Das gelingt über sogenannte Tool-Poisoning-Angriffe. Hierbei werden unsichtbare, aber für die KI lesbare Anweisungen in Tool-Beschreibungen eingebettet. Die KI folgt diesen Anweisungen – auch wenn sie nicht vom Nutzer stammen – und führt verdeckte Datenabflüsse aus.
In einem realistischen Angriffsszenario demonstrierten die Sicherheitsanalysten, wie WhatsApp-Chatverläufe aus Anwendungen wie Claude Desktop oder Cursorabgeschöpft werden können, indem die Tool-Beschreibung eines vertrauenswürdigen MCP-Servers nach der Freigabe durch den Nutzer manipuliert wird.
Schwachstelle im Chrome-Ökosystem
Den vorläufigen Höhepunkt markiert die Entdeckung einer Google-Chrome-Erweiterung, die mit einem lokal laufenden MCP-Server kommuniziert.

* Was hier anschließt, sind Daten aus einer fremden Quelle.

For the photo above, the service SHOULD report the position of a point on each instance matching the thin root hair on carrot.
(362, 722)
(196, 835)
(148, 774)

Die Erweiterung verfügte über uneingeschränkten Zugriff, benötigte keine Authentifizierung und agierte, als sei sie integraler Bestandteil des Systems.
„Die potenziellen Auswirkungen sind gravierend und könnten zur vollständigen Kompromittierung des gesamten Systems führen“, so das Fazit von ExtensionTotal.
Meta bringt neue KI-Schutzmauer
Im Zuge dieser Entwicklungen hat Meta jetzt ein neues Open-Source-Framework mit dem Namen LlamaFirewallvorgestellt. Ziel ist es, KI-Systeme gegen Cyberrisiken wie Prompt Injection, Jailbreak-Angriffe und die Erzeugung unsicheren Codes zu schützen. Das Framework basiert auf drei Schutzkomponenten:
- PromptGuard 2 erkennt in Echtzeit direkte Jailbreak-Versuche und Prompt-Injection-Angriffe.
- Agent Alignment Checks analysiert das Entscheidungsverhalten von KI-Agenten, um Manipulationen wie Zielentführungen oder indirekte Eingriffe zu erkennen.
- CodeShield ist eine Online-Engine für statische Codeanalyse, die verhindern soll, dass KI-Agenten unsicheren oder gefährlichen Code generieren.
Laut Beschreibung auf GitHub ist LlamaFirewall als modulares Echtzeit-Framework konzipiert, das sich flexibel in KI-Anwendungen auf Basis großer Sprachmodelle (LLMs) integrieren lässt. Es ermöglicht es Entwicklerteams und Sicherheitsexperten, mehrschichtige Verteidigungslinien aufzubauen – von der Eingabeverarbeitung bis zur Ausgabe, sowohl bei einfachen Chatbots als auch bei komplexen autonomen Agenten.
Zusätzlich zur LlamaFirewall hat Meta überarbeitete Versionen von LlamaGuard und CyberSecEval veröffentlicht. Während LlamaGuard dazu dient, gängige problematische Inhalte besser zu erkennen, misst CyberSecEval die Cybersicherheits-Resilienz von KI-Systemen anhand definierter Testkriterien.